午後の診察は、17:00~23:00となっていて、選手は時間になると続々と集まって来る。まず、受付を済ませると医師の診察を受ける。そこで問診を受けた後、症状によって、どのような医療が必要なのか判断し、看護師、理学療法士、鍼灸マッサージ師がチームで選手に対応する。
選手は、競技開始までに大磯から毎日のように江の島まで移動し、最後の調整をしている。選手村に帰ってくると、その日の疲労を取り除くために、メディカルステーションを訪れる。毎日のようにマッサージを求めてくる選手もいる。
私が一番最初に対応した選手は、ヨーロッパのウィンドサーフィンの選手だった。ここからは、一人で英語でやるしかない。一番奥のパーテーションで仕切られた私のマッサージルームに案内した。
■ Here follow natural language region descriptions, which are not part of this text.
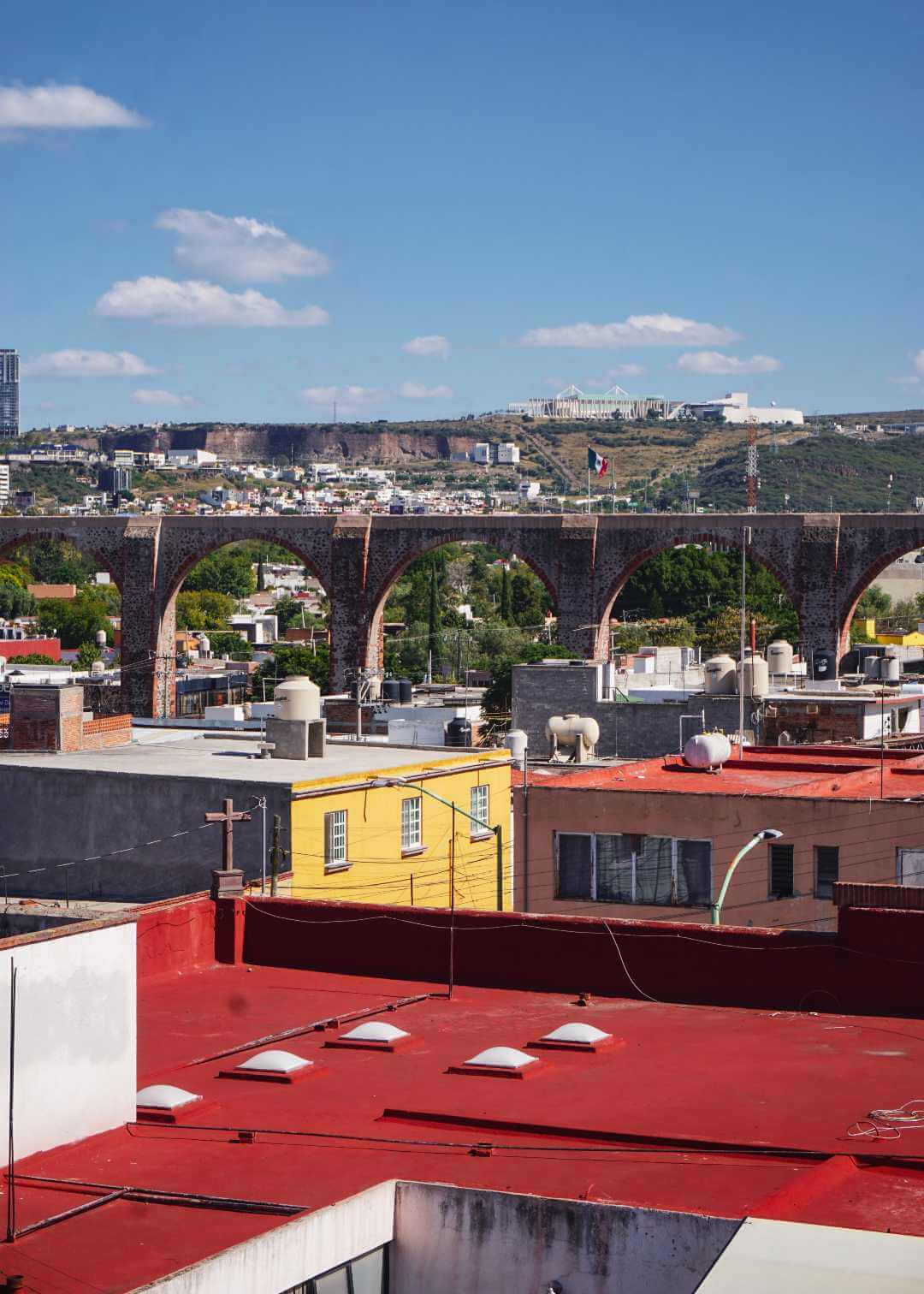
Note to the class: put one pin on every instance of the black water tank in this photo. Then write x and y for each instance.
(823, 662)
(459, 733)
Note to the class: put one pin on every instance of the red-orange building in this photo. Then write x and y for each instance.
(654, 839)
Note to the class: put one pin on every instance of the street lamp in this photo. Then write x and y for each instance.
(767, 834)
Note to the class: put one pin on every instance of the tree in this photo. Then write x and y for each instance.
(292, 659)
(434, 620)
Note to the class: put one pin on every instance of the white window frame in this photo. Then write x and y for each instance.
(335, 827)
(674, 858)
(412, 824)
(480, 792)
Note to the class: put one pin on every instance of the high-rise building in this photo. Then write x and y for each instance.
(9, 392)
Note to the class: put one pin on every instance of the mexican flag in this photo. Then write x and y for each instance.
(597, 462)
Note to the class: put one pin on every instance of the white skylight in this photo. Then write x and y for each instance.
(164, 1096)
(275, 1063)
(502, 1058)
(575, 1033)
(374, 1031)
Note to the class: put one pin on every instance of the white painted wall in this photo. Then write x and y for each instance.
(75, 1036)
(293, 1251)
(459, 1241)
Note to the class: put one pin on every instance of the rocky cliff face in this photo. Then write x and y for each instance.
(356, 444)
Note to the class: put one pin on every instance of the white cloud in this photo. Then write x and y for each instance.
(714, 363)
(145, 395)
(637, 330)
(431, 344)
(417, 391)
(63, 108)
(239, 249)
(87, 364)
(193, 303)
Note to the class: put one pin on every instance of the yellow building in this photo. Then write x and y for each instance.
(378, 826)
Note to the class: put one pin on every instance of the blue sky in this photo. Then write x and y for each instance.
(434, 197)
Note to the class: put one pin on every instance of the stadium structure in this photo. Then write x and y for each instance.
(572, 402)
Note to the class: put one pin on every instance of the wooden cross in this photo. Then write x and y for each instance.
(228, 816)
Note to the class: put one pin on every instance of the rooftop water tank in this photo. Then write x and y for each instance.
(297, 697)
(779, 656)
(720, 676)
(707, 751)
(755, 676)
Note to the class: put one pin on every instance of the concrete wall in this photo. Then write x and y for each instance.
(637, 730)
(75, 1036)
(293, 1253)
(456, 1241)
(55, 816)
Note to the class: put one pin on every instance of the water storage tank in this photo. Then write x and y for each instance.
(720, 676)
(755, 676)
(891, 669)
(707, 751)
(779, 656)
(459, 732)
(297, 697)
(823, 664)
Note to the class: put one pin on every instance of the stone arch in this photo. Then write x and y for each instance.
(716, 537)
(376, 599)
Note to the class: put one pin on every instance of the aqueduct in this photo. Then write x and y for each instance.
(823, 561)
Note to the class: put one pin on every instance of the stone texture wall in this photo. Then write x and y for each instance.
(823, 561)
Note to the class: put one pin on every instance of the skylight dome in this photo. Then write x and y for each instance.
(376, 1031)
(164, 1096)
(502, 1058)
(275, 1063)
(576, 1033)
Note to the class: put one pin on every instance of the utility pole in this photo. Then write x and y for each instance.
(228, 880)
(275, 856)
オリンピック選手をマッサージできるチャンスがある。私は、手を挙げた。
しかし、「やりたい。」と言って誰でもできるわけではない。審査がある。
スポーツ競技大会での選手のマッサージを何年にも渡って行い、それについて報告書を提出し、どんなマッサージができるのかを示し、オリンピック委員会との面接を経て、最終的に英語のテストに合格して初めて採用となる。
私は、サーフィン世界大会やNSA全日本支部予選、本大会、湘南国際、横浜マラソン大会などの実績を書き、技術的には、按摩、指圧、整体、ストレッチ、オイルマッサージができる。そして英語に関しては、面接官と「中学生の時の部活動について」というテーマで英会話し、何とか合格することができた。
その後、東京とリモートでの研修を受けた後、正式に認定されたのだ。
TOKYO2020
日本でオリンピックが開催される。このチャンスにマッサージ師としてオリンピックに関わることができるかもしれない。私は、手を挙げた。
そして、「東京オリンピック」は、1年遅れて2021年に開催された。